What do Russian oil and gas measures mean for UK consumers? | household bills

The UK’s announcement that it will phase out Russian oil imports by the end of the year is likely to have an impact on consumers who are already feeling the pain of rising inflation and high energy and fuel bills.
The government also said it was reviewing options to end Russian natural gas supplies to the UK, which account for less than 4% of the country’s total supplies.
Here’s what the UK’s move to replace Russia’s 8% oil could mean for the bills:
energy prices
Household energy bills are set to rise as early as April, and the new move could lead to bigger increases later in the year as oil and gas prices come under more pressure. Brent crude jumped to $133 a barrel on Tuesday, close to a 14-year high set on Monday.
The good news for households with standard gas and electricity supplies is that the Ofgem billable energy price cap will prevent providers from introducing variable tariffs for the foreseeable future. The higher price cap valid on April 1st is valid until the end of September.
The cap will be updated in August, with the new cap taking effect from early October – so a lot will depend on how the energy market is doing at that point. Some experts had already suggested that average annual bills could reach £3,000 and this latest announcement increases the likelihood of that happening.

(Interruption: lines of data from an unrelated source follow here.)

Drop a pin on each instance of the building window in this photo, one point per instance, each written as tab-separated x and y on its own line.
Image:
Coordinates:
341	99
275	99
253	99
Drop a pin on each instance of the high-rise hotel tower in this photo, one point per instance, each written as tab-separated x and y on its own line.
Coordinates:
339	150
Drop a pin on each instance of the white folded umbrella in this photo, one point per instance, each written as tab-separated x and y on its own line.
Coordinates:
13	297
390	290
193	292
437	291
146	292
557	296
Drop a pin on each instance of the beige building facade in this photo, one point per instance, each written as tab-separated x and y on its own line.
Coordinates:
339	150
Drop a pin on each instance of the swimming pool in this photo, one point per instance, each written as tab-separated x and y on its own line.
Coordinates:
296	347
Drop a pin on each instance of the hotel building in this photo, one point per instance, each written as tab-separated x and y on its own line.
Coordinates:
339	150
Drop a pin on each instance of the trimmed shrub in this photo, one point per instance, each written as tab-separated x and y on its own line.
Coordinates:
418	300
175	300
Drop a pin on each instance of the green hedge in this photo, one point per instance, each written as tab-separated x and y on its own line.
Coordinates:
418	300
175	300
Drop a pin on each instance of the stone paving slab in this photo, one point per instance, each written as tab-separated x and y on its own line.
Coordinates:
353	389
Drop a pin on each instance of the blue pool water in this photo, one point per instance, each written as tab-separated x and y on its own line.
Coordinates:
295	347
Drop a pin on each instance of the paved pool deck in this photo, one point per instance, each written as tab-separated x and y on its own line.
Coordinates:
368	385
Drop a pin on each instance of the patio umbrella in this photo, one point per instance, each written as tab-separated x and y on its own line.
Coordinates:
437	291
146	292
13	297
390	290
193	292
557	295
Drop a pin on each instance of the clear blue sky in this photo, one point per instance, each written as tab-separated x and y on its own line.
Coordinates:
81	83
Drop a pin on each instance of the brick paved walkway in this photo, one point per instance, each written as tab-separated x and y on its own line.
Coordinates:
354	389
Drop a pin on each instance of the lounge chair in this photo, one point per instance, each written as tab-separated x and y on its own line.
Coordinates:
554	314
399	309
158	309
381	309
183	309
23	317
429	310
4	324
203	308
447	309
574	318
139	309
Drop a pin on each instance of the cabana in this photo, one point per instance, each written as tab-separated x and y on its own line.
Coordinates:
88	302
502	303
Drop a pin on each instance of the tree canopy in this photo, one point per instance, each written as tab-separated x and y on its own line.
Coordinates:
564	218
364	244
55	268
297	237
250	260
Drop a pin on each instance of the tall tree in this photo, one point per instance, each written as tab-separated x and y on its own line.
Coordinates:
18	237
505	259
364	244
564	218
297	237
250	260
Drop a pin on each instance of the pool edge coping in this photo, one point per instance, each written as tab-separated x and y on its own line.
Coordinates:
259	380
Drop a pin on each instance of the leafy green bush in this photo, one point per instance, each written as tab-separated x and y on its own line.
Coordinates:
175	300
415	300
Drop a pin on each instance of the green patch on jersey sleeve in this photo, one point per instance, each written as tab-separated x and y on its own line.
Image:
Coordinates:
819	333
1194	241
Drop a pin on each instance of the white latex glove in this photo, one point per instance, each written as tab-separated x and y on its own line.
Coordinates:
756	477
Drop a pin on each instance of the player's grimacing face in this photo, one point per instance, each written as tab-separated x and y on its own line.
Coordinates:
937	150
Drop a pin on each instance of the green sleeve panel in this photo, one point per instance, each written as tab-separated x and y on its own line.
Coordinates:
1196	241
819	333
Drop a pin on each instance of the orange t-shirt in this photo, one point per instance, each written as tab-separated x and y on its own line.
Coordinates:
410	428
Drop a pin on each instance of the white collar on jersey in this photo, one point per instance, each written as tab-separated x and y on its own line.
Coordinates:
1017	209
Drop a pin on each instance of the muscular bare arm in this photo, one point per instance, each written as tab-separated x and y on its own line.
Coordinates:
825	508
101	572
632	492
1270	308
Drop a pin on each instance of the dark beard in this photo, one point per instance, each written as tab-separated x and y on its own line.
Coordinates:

Even if wholesale gas costs fell by the summer, rising prices will put suppliers under pressure in the short term. If more go to the wall, there could be higher costs in the pipeline for customers.
Electricity base rates will rise by around 80% in some cases in April to cover the costs of last year’s collapse of the energy company, and as more go bust, the cost of serving their customers will eventually feed through to bills.
For those not connected to the gas grid, the pain will be at home much faster. Heating oil prices have soared in recent days – the average price for a liter of heating oil had risen from 66.77p on February 23 to 117.83p on Monday, according to website BoilerJuice. Pressure on global supply will push this higher.
cost of groceries
Gas and oil prices are a major factor in how much we pay for groceries, and if they continue to rise, the cost of groceries will rise as well. Fertilizer prices have skyrocketed due to soaring gas prices and will result in farmers having to charge more for everything they produce.
Cooking oil prices have already risen, with one of the drivers being demand for biodiesel crops. Rising oil prices will add to this pressure. Rising cooking oil prices will affect all types of food — margarine, peanut butter, and long-life cream are just a few of the products that contain it.
gas prices
The move will put even more upward pressure on prices at the pump, which — it was revealed Tuesday — just rose by the largest weekly amount in years. The cost of filling up a 55-litre family car has risen by more than £2 in a week, according to government data released on Monday March 7.
“Russia is our largest source of diesel outside the UK, supplying 18% in 2020 but hovering around 15-20% annually,” says a report by Autocar.
But the Department for Business, Energy & Industrial Strategy (BEIS) said that “more than two-thirds of our road fuel is domestically produced.”
The new move will be phased in over several months, giving markets some time to adjust and allowing alternative suppliers to be found, but whether this will be enough to deter motorists from panic buying remains to be seen.
The average price of a liter of petrol at UK petrol stations rose from 149.2p on February 28 to 153p on Monday (March 7), according to BEIS, while average diesel prices rose from 153.4p to 158.6p over the same period .
Higher interest rates
Rising inflation would normally mean higher interest rates. The Bank of England is tasked with keeping inflation at 2% – but the annual rate of price growth had already reached 5.5% before the Russian invasion of Ukraine, and rising petrol and food prices will continue to push it higher, with some Economists predict inflation of just under 9% by the end of the year.
But the bank will be aware that households are facing higher costs and may decide not to apply further pressure by rapidly raising borrowing costs, as some have predicted. When it meets next week, it could opt to hike rates from 0.5% to 0.75%, rather than 1% as some commentators have predicted.
If the bank raises interest rates, it increases mortgage costs for those who receive adjustable-rate home loans and could push up the price of new personal loans.
Fixed-rate mortgages have historically been cheap enough that most homeowners and landlords have them, protecting them from rising costs, at least in the short term.